Lomandra multiflora grows chiefly in woodland and open forest on a variety of soils, widespread in mainly the drier areas of the regions. The mat-rush grows on the substrates: clay soils on shale, basalt, metamorphics and occasionally on sandstone, low to medium nutrients and well drained.

== Ecology ==
Lomandra multiflora’s optimal conditions for cultivation includes well drained soils grown in a range of climates, full sun, or semi-shade. The mat-rush is a fire-retardant plant as well as facultative and obligate resprouters, meaning it relies on resprouting to regenerate after fire.

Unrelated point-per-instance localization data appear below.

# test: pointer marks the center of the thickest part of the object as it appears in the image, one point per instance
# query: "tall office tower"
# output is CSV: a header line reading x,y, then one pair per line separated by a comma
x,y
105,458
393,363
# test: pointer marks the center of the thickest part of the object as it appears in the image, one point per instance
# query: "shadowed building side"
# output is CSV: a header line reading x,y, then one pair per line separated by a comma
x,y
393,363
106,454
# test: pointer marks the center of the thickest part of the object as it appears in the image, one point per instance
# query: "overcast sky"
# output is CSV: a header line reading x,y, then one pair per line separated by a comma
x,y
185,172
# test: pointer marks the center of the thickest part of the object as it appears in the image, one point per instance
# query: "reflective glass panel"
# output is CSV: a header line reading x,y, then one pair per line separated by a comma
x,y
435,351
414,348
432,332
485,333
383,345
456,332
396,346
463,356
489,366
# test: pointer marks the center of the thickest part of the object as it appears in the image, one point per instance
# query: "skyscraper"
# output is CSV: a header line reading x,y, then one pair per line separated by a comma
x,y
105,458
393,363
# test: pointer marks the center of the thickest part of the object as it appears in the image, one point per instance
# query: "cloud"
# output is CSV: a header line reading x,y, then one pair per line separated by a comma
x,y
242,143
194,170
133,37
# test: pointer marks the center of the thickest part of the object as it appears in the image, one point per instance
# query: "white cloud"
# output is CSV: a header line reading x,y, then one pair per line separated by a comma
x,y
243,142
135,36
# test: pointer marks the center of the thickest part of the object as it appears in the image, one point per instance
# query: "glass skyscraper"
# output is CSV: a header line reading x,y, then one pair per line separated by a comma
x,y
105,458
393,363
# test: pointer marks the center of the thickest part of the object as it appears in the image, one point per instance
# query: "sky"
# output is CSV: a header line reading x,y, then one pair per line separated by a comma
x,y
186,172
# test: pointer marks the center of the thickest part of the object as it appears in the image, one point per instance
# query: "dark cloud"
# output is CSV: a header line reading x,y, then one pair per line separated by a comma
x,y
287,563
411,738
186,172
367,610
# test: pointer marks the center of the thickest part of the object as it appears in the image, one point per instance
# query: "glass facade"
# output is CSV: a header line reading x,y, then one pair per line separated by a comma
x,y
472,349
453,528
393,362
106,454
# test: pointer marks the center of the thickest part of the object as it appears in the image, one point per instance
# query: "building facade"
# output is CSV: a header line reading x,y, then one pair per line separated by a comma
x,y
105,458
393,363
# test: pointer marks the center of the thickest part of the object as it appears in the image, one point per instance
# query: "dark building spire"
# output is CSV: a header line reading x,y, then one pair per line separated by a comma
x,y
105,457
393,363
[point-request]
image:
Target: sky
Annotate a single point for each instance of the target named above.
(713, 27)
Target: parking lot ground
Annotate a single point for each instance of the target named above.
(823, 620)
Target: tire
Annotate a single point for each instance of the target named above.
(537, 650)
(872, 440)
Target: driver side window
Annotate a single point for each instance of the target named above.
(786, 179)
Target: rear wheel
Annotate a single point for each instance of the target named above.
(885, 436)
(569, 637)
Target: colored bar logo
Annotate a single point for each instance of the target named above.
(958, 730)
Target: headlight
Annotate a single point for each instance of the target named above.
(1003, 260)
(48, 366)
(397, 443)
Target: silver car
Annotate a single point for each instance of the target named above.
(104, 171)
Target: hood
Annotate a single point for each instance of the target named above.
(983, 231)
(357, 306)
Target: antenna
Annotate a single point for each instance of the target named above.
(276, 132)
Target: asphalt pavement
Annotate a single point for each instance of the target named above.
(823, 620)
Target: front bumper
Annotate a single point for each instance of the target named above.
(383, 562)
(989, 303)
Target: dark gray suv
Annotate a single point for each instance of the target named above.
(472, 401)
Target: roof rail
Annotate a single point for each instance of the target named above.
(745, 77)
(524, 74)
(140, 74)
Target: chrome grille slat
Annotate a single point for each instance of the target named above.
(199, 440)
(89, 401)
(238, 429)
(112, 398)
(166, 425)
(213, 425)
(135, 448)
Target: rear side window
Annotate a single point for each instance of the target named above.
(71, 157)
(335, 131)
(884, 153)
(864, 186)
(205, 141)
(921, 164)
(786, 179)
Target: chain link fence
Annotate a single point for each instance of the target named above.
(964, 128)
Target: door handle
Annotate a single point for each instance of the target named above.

Propagation of Lomandra multiflora can be easily done through the seed or also by division of clumps. Seeds take around 8–10 weeks to germinate without pre-treatment.

The seed dispersal of Lomandra multiflora can be done through ant adapted elaisome.

The seed of the plant is a source of food for seed-eating birds, skinks, and lizards.

Lomandra multiflora is a food for native Australian butterflies, including Trapezites eliena and Trapezites petalia, caterpillars, and moths. Lomandra multiflora subspecies dura is a caterpillar food plant; the seeds are also a food source for lizards. The plant attracts native bees.

The mat-rush is suspected of poisoning sheep.

== Uses ==
Historically, Indigenous people used the long leaves of Lomandra multiflora for basket making and other forms of weaving, as well as the plant’s nectar as a food.

Lomandra multiflora is a fire-retardant plant, meaning it does not catch on fire easily and resprouts from the base if burnt. It can also be used for stabilising banks. The plant can be useful and ideal as a foreground plant in a bush garden, cottage gardens and rockeries as it can withstand a range of different conditions, from frost to drought and brief swampy periods.

=== Propagation and cultivation ===
Lomandra multiflora are easily propagated through stem tip cuttings. The fruit of the plant is a capsule that turns golden brown when ripe. The ripeness of the seed can be determined when it becomes firm and hard. To collect the seeds, cut the stem and place in a large paper bag in a warm place. The capsule or fruit, will open and release the seed. Alternatively, Lomandra multiflora can also be propagated by dividing existing clumps, known as root ball division.